The Bank of Thailand requires that foreign banks maintain capital
funds of 125 million baht (about US$ 3.5 million) invested in low
yielding government securities and generally limits their expatriate
management personnel to six.
The
banking sector was significantly liberalized in 1993 with the passage
of legislation under which banks can specifically engage in international
and investment banking activities by operating as International
Banking Facilities (IBF). Banks, both domestic and foreign, which
receive an IBF license may engage in offshore and domestic lending,
cross-currency exchange transactions, debt guarantees, letters of
credit matters, loan syndications, investment feasibility studies,
mergers and acquisitions advice, financial and economic data compilation
and underwriting abroad. IBF-licensed commercial banks must strictly
keep their commercial and international and investment banking operations
separate. 47 banks have received IBF licenses, 13 of them being
domestic banks and 34 foreign. Of the foreign banks operating as
an IBF, 19 have separate commercial banking operations while the
remaining 15 do not have branch operations.
Thailand’s
domestic banks have endured tremendous suffering since the financial
crisis began in 1997. Non-performing loans (NPL’s) reached 46 percent
of outstanding credit, forcing banks to creatively raise new capital
to cover provisioning needs. Debt restructuring has been an on-going
process, with the NPL figures slowly reducing, and the number of
cases reaching bankruptcy court increasing. Many of the banks have
set up separate asset management companies to which the bad loans
are transferred. This removes the NPL’s from the banks' books and
should increase the efficiency with which the loans can be recovered.
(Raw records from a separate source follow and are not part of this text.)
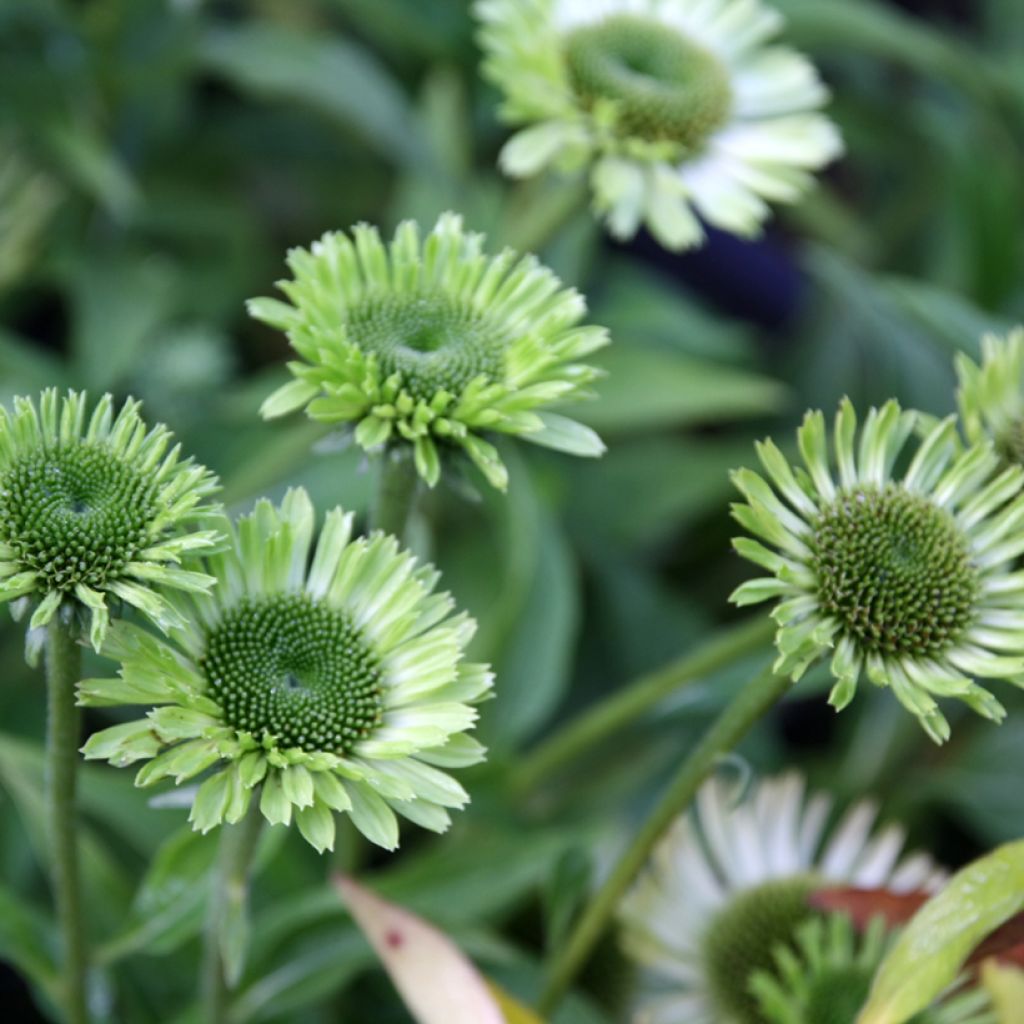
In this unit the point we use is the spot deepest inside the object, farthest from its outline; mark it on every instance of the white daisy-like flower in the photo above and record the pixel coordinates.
(679, 108)
(729, 884)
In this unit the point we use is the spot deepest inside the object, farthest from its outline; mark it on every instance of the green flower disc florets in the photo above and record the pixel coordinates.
(894, 569)
(432, 342)
(664, 87)
(429, 345)
(75, 515)
(296, 671)
(741, 941)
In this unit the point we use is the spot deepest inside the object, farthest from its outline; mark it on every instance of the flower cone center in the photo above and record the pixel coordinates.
(895, 570)
(433, 343)
(742, 937)
(76, 514)
(296, 671)
(663, 87)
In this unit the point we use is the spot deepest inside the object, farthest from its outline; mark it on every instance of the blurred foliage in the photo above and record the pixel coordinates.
(158, 158)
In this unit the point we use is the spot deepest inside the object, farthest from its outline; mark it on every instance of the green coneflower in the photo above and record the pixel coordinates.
(732, 882)
(336, 684)
(432, 344)
(905, 578)
(824, 978)
(96, 507)
(991, 395)
(678, 107)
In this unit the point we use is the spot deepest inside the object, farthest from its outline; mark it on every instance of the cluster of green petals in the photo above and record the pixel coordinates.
(825, 974)
(433, 344)
(96, 507)
(315, 678)
(906, 577)
(681, 111)
(991, 394)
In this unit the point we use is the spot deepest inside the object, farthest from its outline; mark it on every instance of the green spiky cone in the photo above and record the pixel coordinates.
(336, 684)
(95, 508)
(433, 344)
(825, 975)
(906, 578)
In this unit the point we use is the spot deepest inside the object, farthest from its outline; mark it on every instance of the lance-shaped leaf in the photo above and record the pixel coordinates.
(436, 981)
(929, 955)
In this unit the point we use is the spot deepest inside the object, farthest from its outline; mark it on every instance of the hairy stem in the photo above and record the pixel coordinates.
(737, 718)
(636, 698)
(397, 487)
(64, 665)
(227, 920)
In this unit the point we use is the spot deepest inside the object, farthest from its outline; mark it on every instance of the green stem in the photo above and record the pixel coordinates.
(633, 700)
(64, 665)
(226, 930)
(397, 486)
(737, 718)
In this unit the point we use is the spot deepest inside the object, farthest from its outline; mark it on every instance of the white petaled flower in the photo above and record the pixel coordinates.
(731, 883)
(679, 108)
(904, 576)
(991, 394)
(315, 678)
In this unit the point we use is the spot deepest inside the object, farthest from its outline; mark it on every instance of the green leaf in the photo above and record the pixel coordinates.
(170, 904)
(336, 77)
(930, 953)
(650, 388)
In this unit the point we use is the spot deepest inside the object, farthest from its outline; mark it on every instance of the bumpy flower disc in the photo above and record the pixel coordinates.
(96, 507)
(825, 975)
(433, 344)
(336, 684)
(991, 395)
(905, 578)
(729, 886)
(679, 108)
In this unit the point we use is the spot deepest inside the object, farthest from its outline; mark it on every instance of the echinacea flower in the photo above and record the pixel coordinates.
(905, 577)
(731, 882)
(313, 686)
(678, 107)
(95, 508)
(432, 344)
(824, 976)
(991, 395)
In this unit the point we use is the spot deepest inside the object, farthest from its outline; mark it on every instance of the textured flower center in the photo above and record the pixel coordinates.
(664, 87)
(296, 671)
(741, 938)
(75, 514)
(895, 570)
(434, 343)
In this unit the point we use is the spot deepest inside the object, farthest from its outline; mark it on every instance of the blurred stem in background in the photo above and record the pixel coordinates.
(64, 665)
(226, 936)
(754, 700)
(631, 701)
(394, 501)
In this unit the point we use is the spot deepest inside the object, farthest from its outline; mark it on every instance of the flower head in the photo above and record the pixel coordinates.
(336, 684)
(825, 975)
(991, 395)
(731, 883)
(432, 344)
(677, 105)
(96, 507)
(904, 578)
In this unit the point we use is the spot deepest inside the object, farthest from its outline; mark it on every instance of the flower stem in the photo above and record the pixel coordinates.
(394, 501)
(64, 664)
(227, 929)
(632, 700)
(737, 718)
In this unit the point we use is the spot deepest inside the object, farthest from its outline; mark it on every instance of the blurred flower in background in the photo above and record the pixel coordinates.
(679, 108)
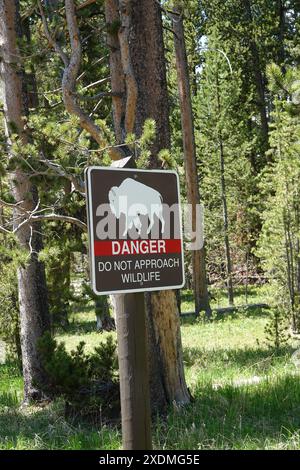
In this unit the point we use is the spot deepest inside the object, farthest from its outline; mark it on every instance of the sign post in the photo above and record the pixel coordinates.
(135, 246)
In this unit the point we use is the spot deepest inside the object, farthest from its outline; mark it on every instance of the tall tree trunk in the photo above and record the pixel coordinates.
(34, 315)
(143, 65)
(224, 202)
(258, 78)
(281, 33)
(149, 68)
(189, 149)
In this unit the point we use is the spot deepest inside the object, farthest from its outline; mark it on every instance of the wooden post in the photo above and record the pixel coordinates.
(134, 377)
(133, 363)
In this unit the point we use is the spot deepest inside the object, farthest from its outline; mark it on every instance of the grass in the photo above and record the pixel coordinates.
(245, 396)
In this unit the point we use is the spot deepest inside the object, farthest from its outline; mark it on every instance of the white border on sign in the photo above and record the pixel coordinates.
(87, 173)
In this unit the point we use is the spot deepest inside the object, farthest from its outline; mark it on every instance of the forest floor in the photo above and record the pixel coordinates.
(246, 395)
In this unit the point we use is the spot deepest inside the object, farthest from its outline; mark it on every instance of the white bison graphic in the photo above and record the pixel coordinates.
(133, 199)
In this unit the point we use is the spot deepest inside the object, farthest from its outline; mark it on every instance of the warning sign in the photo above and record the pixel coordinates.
(135, 232)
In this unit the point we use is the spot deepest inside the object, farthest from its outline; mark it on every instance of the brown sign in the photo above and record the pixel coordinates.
(135, 231)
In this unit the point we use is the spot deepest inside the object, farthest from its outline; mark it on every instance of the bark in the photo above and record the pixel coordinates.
(34, 314)
(144, 80)
(189, 150)
(258, 78)
(281, 28)
(115, 64)
(146, 51)
(224, 203)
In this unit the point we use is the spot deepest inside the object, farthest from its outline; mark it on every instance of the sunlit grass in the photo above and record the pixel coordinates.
(245, 395)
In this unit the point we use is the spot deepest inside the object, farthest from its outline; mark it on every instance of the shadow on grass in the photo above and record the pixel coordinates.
(191, 319)
(260, 416)
(78, 328)
(262, 358)
(46, 428)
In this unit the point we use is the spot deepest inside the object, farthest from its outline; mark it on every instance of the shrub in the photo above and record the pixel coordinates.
(88, 382)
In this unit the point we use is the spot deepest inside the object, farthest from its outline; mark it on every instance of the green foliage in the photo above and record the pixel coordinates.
(87, 382)
(279, 241)
(276, 330)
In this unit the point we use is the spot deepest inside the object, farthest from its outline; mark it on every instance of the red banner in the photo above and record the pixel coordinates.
(136, 247)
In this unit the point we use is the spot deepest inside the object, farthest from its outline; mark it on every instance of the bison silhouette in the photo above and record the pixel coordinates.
(133, 199)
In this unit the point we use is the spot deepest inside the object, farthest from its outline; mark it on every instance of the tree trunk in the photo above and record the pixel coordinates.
(259, 80)
(224, 203)
(143, 65)
(149, 68)
(34, 315)
(189, 149)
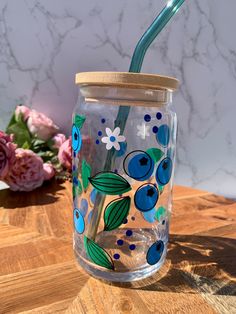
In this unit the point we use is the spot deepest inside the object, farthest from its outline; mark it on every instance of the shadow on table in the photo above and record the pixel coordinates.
(46, 194)
(195, 264)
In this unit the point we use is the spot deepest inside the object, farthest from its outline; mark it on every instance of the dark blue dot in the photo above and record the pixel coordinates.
(125, 221)
(159, 116)
(75, 181)
(116, 256)
(132, 247)
(147, 118)
(129, 233)
(155, 129)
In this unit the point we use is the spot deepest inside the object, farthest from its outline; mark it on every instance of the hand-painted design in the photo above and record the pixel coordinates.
(147, 118)
(155, 153)
(76, 139)
(129, 233)
(110, 183)
(91, 213)
(161, 188)
(143, 130)
(78, 221)
(83, 207)
(116, 256)
(125, 221)
(120, 242)
(149, 216)
(154, 253)
(158, 115)
(79, 121)
(113, 138)
(93, 196)
(146, 197)
(163, 135)
(160, 213)
(115, 213)
(122, 150)
(97, 254)
(86, 172)
(164, 171)
(155, 129)
(138, 165)
(132, 247)
(77, 187)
As of the turn of the century, the large number of NPL’s have greatly
reduced new lending from the banks and pressured them to reduce
interest paid on saving accounts to as low as two and a half percent.
The
crisis has also seen the purchase of four domestic banks by foreign
institutions, with two more sales pending approval by the Bank of
Thailand. Many analysts believe their presence will unleash sweeping
competitive pressures on the banking industry in Thailand.
Finance
companies make up the other large part of the financial industry
in Thailand. They are governed by the Act of the Undertaking of
Finance Business passed in 1979. The act enables them to make loans,
although usually at higher interest rates and with shorter repayment
periods than bank loans. They procure funds by borrowing or accepting
deposits from the public, which are then used to finance commercial,
development, consumer and housing projects.
Thailand’s
finance companies have also been hard hit by the recent economic
crisis. 56 companies were deemed insolvent and closed in 1997, with
numerous forced mergers amongst the surviving companies. A governing
body was created to guide this sector through the crisis, the Financial
Sector Restructuring Authority (FRA), which was given sweeping powers
to restructure the sector. The closed finance companies had US$
22 billion in assets, which the FRA has been liquidating and distributing
to creditors. The FRA has come under considerable public scrutiny
in Thailand for the low recovery rates of the auctioned assets,
usually around 25 percent, and their openness towards foreign capital.